Por exemplo, se pretender comprar um automóvel de valor superior a 10 000 euros a um concessionário, este não pode aceitar legalmente esse montante em dinheiro. No entanto, pode comprar o veículo através de transferência bancária ou cartão.
De resto, os europeus continuarão a poder guardar, deter e levantar qualquer montante em numerário que desejem. As transações diárias, por exemplo, para o café e para as compras, não serão afetadas, pelo que é incorreto sugerir que a UE está a matar o dinheiro.
Uma vez que o novo regulamento afeta, sobretudo, as transações que envolvem empresas, dois particulares continuarão a poder comprar e vender qualquer coisa até qualquer montante utilizando dinheiro, a menos que um determinado Estado-membro já tenha limites nacionais mais rigorosos. Alguns países da UE, como a Itália, já limitam as transacções em numerário entre particulares.
A principal alteração prevista nos novos regulamentos é o facto de os pagamentos em numerário a empresas terem um limite máximo de 10 000 euros. As empresas não poderão aceitar um montante em numerário superior a este limite.
Porque é que a UE está a fazer isto?
O pacote de medidas da UE contra o branqueamento de capitais tem por objetivo combater o branqueamento de capitais através de uma maior coordenação entre os Estados-membros.
Até à data, a UE dispunha de um conjunto de regras diferentes sobre os limites nacionais para as transacções em numerário. Em Itália, o limite é de 5 000 euros, enquanto a Áustria, por exemplo, não tem limite.
Com a imposição de um limite máximo de 10 000 euros para os pagamentos em numerário, a UE pretende forçar mais pagamentos para canais rastreáveis e, por conseguinte, reduzir as oportunidades de branqueamento de capitais e outras formas de criminalidade financeira.
A Comissão Europeia afirma que a eliminação da discrepância entre os países "harmoniza as regras de combate ao branqueamento de capitais" e colmata "as lacunas existentes para os autores de fraudes".
O branqueamento de capitais é um fenómeno frequente a nível mundial e na União Europeia.

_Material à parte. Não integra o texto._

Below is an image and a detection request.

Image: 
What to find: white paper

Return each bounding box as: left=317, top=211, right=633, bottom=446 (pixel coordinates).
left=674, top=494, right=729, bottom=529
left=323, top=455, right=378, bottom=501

O Gabinete das Nações Unidas para a Droga e o Crime estima que entre 2 e 5% do PIB mundial, até 1,87 biliões de euros, é branqueado anualmente.

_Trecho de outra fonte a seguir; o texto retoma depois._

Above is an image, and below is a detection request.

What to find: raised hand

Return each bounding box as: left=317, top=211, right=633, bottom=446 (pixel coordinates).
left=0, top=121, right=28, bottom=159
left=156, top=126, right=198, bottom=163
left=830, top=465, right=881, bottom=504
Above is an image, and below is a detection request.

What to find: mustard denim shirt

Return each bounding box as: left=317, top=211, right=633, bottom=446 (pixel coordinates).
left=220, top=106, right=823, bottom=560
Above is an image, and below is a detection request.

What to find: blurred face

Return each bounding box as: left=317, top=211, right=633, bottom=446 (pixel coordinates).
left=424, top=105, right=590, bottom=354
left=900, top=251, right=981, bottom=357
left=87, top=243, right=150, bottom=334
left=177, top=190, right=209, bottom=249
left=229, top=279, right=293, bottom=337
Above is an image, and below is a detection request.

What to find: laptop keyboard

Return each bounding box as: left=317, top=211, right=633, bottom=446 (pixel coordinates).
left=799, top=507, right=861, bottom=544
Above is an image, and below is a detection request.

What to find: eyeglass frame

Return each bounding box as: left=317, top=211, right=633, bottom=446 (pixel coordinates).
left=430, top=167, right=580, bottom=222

Um relatório de 2023 concluiu que quase 70% das redes criminosas na União Europeia recorrem ao branqueamento de capitais para financiar as suas actividades e ocultar os seus bens. A maioria delas utiliza dinheiro líquido.
De acordo com a Comissão Europeia, grandes quantidades de dinheiro em numerário continuam a ser "difíceis, se não impossíveis, de rastrear até um ato criminoso".
O que se segue?
O pacote deverá entrar em vigor em julho de 2027 e, para além de outras medidas, inclui a criação de uma Autoridade Europeia de Combate ao Branqueamento de Capitais em Frankfurt, que verá os seus plenos poderes entrarem em vigor ao mesmo tempo.
Os bancos, as empresas e os reguladores terão um prazo de três anos para adaptarem os seus sistemas à aplicação das novas regras.
Embora as críticas ao pacote em linha sejam em grande parte sensacionalistas, o pacote em si não é isento de controvérsia.
Os especialistas questionaram se a imposição do limite de dinheiro em numerário é realmente eficaz e se os criminosos irão simplesmente mudar para outros métodos, como as criptomoedas e os movimentos transfronteiriços.
Outros sublinharam que o sucesso da política depende da sua aplicação harmoniosa em todos os Estados-membros, o que pode revelar-se desigual.
Não é a primeira vez que se espalham na Internet afirmações sensacionalistas e falsas sobre o numerário nos países europeus. A eliminação do dinheiro líquido é uma teoria da conspiração comum.
No início deste ano, uma falsa narrativa online de que Espanha estava a retirar a nota de 50 euros provocou o pânico sobre o impacto negativo que a medida teria nos bolsos de milhares de cidadãos. O Banco Central de Espanha confirmou que não tinha ordenado tal retirada.
Em março, notícias publicadas na Noruega e na Suécia, segundo as quais estes países estariam a travar os seus planos de se tornarem totalmente sem numerário devido a preocupações com a segurança nacional, desencadearam uma falsa narrativa online segundo a qual ambos os países estariam a eliminar completamente os pagamentos digitais.